The NCAA men's volleyball tournament, officially titled the NCAA National Collegiate Men's Volleyball Championship, is an annual competition that determines the National Collegiate Athletic Association (NCAA) championship in American college men's volleyball. It had been the only NCAA championship in the sport from 1970 until 2012, when the NCAA launched a Division III championship.

Unlike most NCAA sports, men's volleyball uses a modified version of the National Collegiate championship format, which means Division I and Division II teams compete against each other in the same tournament.

In the past, schools from the Pacific Coast region have dominated this sport, in particular UCLA with coach Al Scates leading the program to 19 NCAA titles (more than any other coach).

Competition structure

Before the 2011–12 school year (2012 championship), men's volleyball did not have an official divisional structure; even now, that structure is truncated. The National Collegiate Championship remains as the NCAA's top-level championship, but Division III members now have their own championship event.

With the introduction of an official Division III championship, schools in that division are no longer eligible for the National Collegiate Championship. The last exception was Rutgers–Newark, whose men's volleyball program had been a grandfathered scholarship program, and could compete for the National Collegiate Championship through 2014. Rutgers–Newark completed a transition to Division III men's volleyball at the end of that season, and joined the D-III Continental Volleyball Conference effective with the 2015 season.
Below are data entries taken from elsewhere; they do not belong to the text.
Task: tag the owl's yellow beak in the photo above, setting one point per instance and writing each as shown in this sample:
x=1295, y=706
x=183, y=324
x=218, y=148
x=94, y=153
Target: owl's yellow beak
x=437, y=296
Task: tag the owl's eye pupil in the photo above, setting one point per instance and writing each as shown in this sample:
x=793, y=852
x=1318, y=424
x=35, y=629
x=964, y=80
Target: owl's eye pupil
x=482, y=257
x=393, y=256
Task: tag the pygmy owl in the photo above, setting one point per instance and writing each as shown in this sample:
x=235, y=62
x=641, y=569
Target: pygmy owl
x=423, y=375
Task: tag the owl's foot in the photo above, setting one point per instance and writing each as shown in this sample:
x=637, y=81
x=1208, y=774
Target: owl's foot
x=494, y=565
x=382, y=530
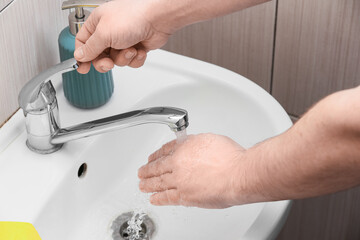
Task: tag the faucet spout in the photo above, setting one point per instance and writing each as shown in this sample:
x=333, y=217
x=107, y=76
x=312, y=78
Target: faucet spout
x=175, y=118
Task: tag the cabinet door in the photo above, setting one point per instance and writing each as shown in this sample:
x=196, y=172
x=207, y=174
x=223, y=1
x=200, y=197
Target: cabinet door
x=241, y=42
x=317, y=51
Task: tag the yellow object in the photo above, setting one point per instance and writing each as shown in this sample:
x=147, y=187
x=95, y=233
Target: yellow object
x=18, y=231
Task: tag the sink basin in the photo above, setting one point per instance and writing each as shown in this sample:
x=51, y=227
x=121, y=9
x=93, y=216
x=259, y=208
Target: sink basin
x=65, y=200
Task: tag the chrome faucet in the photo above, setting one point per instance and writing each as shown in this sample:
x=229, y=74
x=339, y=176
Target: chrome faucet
x=44, y=134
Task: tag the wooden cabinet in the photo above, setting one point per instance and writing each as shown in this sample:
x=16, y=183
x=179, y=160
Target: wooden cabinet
x=317, y=51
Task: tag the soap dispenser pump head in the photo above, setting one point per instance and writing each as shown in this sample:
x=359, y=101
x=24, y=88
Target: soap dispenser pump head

There are three general regions for men's volleyball: "West", "Midwest", and "East". As of the current 2023 NCAA men's volleyball season, five "major conferences", defined here as leagues that include full members of Division I, represent these regions. The three "traditional" major conferences are the Mountain Pacific Sports Federation (MPSF), Midwestern Intercollegiate Volleyball Association (MIVA), and Eastern Intercollegiate Volleyball Association (EIVA). In the 2018 season, the ranks of "major" conferences expanded to include the Big West Conference, the first Division I all-sports conference ever to sponsor men's volleyball. The Northeast Conference (NEC) became the second D-I all-sports conference to sponsor men's volleyball in the 2023 season. As of that season, two Division II conferences sponsor men's volleyball at the National Collegiate level. Conference Carolinas (CC) was the first NCAA conference ever to sponsor men's volleyball as a scholarship sport, having launched its men's volleyball league in the 2012 season. The 2021 season was to have been the first for the Southern Intercollegiate Athletic Conference (SIAC), with six men's volleyball members, but the conference chose not to compete in that season due to COVID-19 issues. CC has had an automatic berth in the National Collegiate championship since the 2014 season, and the Big West received an automatic berth upon the creation of its men's volleyball league. The SIAC will not be eligible for an automatic berth until the 2024 season, and the NEC until 2025 (assuming that at least six inaugural men's volleyball members of each league continue to play in their respective conferences). Members of the National Association of Intercollegiate Athletics (NAIA), a separate athletics governing body whose members are primarily smaller institutions, regularly play matches against NCAA teams.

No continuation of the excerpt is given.